Recent Regulatory Changes
DGDA · 2023–2026 developments
2023 — Major Legislative Reform
Drug and Cosmetics Act, 2023 — Effective 18 September 2023
Bangladesh's most significant regulatory reform in over 80 years came into force on 18 September 2023. The key changes affecting medical device manufacturers:
1. Software explicitly included as a medical device Software with a medical intended purpose is now explicitly regulated as a medical device, categorised as a "Drug" under the Act. Software developers must assess whether their products require DGDA registration.
2. Formalised Class A–D registration framework The 2023 Act codifies the class-based registration system — Class A (no registration required), Class B/C/D (mandatory, 5-year validity) — providing a clearer statutory basis for the existing GHTF-aligned framework.
3. Strengthened enforcement provisions The Drug Court mechanism is strengthened, with enhanced penalties for serious violations including supply of unregistered Class B/C/D devices, falsification of documents, and non-compliance with recall orders.
4. Price-fixing authority retained The DGDA retains its authority to fix prices for registered medical devices. This provision remains in force under the 2023 Act.

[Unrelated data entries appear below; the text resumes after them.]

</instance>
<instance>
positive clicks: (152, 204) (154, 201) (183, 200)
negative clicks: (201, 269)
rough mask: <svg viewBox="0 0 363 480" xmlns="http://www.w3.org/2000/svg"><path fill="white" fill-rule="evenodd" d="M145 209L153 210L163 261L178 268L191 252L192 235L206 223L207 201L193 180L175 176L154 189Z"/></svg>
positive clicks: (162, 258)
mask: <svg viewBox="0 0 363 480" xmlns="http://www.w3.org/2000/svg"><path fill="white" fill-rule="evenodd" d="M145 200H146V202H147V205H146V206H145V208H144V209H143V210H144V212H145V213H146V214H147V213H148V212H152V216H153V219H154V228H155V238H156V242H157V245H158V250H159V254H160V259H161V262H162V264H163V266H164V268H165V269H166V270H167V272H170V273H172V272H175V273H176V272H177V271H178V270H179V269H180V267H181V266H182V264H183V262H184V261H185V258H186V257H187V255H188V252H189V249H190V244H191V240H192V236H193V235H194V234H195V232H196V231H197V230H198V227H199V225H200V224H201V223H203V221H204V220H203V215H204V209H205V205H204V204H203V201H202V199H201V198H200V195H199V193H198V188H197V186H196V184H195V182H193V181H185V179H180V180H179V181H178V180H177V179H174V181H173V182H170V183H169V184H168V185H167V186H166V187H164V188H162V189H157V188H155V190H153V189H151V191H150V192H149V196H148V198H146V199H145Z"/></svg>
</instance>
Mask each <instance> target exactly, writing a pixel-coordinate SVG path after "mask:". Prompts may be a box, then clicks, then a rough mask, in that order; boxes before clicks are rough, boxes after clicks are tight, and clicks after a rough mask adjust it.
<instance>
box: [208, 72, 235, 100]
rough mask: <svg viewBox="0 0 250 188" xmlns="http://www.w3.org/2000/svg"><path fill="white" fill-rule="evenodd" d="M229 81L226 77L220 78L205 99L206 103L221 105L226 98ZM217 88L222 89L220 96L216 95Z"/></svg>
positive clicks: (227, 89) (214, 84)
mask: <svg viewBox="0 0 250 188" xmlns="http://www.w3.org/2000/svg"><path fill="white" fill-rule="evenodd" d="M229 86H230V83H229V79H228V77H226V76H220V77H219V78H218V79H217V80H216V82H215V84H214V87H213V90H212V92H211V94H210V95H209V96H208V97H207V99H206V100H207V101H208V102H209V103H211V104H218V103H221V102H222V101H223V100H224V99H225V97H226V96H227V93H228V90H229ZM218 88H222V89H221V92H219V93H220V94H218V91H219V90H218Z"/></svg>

5. Local entity requirement codified The requirement for a Bangladesh-registered AR to hold all device registrations is now explicitly legislated, removing ambiguity about the previous administrative requirement.
Drug and Cosmetics Act 2023 — Implementation Tracker
| Implementation Element | Status | Notes |
|---|---|---|
| Act in force | ✅ Effective 18 Sep 2023 | |
| New registration application forms | ✅ Available from DGDA | |
| Classification guidelines (Annexure 1) | ✅ Available | |
| New Rules under 2023 Act (replacing Drug Rules 1946) | ⏳ Pending | Draft expected; monitor DGDA website |
| Price-fixing regulations update | ⏳ Pending | Confirm current status with DGDA |
| Software-specific guidelines | ⏳ Pending | Await DGDA guidance on SaMD specifics |
DGDA Quarterly Review Schedule
The DGDA conducts completeness reviews of submitted registration applications quarterly. The schedule for 2026 quarterly review windows:
| Quarter | Approximate Review Window |
|---|---|
| Q1 2026 | January–March 2026 |
| Q2 2026 | April–June 2026 |
| Q3 2026 | July–September 2026 |
| Q4 2026 | October–December 2026 |
Confirm exact review dates directly with the DGDA — the specific dates within each quarter are set by the DGDA. Submit your dossier 2–4 weeks before the review window for best results.
Upcoming Changes & Reform Outlook
| Expected Development | Status | Watch |
|---|---|---|
| New Drug Rules under 2023 Act | Draft in preparation | Ministry of Health gazette |
| SaMD-specific guidelines | Under development | DGDA website |
| Potential UDI system introduction | Under consideration | IMDRF Bangladesh engagement |
| ASEAN harmonisation deepening | Ongoing discussions | Ministry of Health |
Monitoring DGDA Updates
Stay current with Bangladesh regulatory developments through:
- DGDA website: www.dgda.gov.bd — check for circulars, guideline updates, and new forms
- Ministry of Health & Family Welfare: mohfw.gov.bd — gazette notifications
- Bangladesh Government Gazette: For official legislative changes
- Your AR: Your Bangladesh AR should be monitoring DGDA announcements as part of their service
If you have devices registered under the legacy Drugs Act 1940 framework, confirm with your AR whether a re-registration under the 2023 Act framework is required and plan accordingly.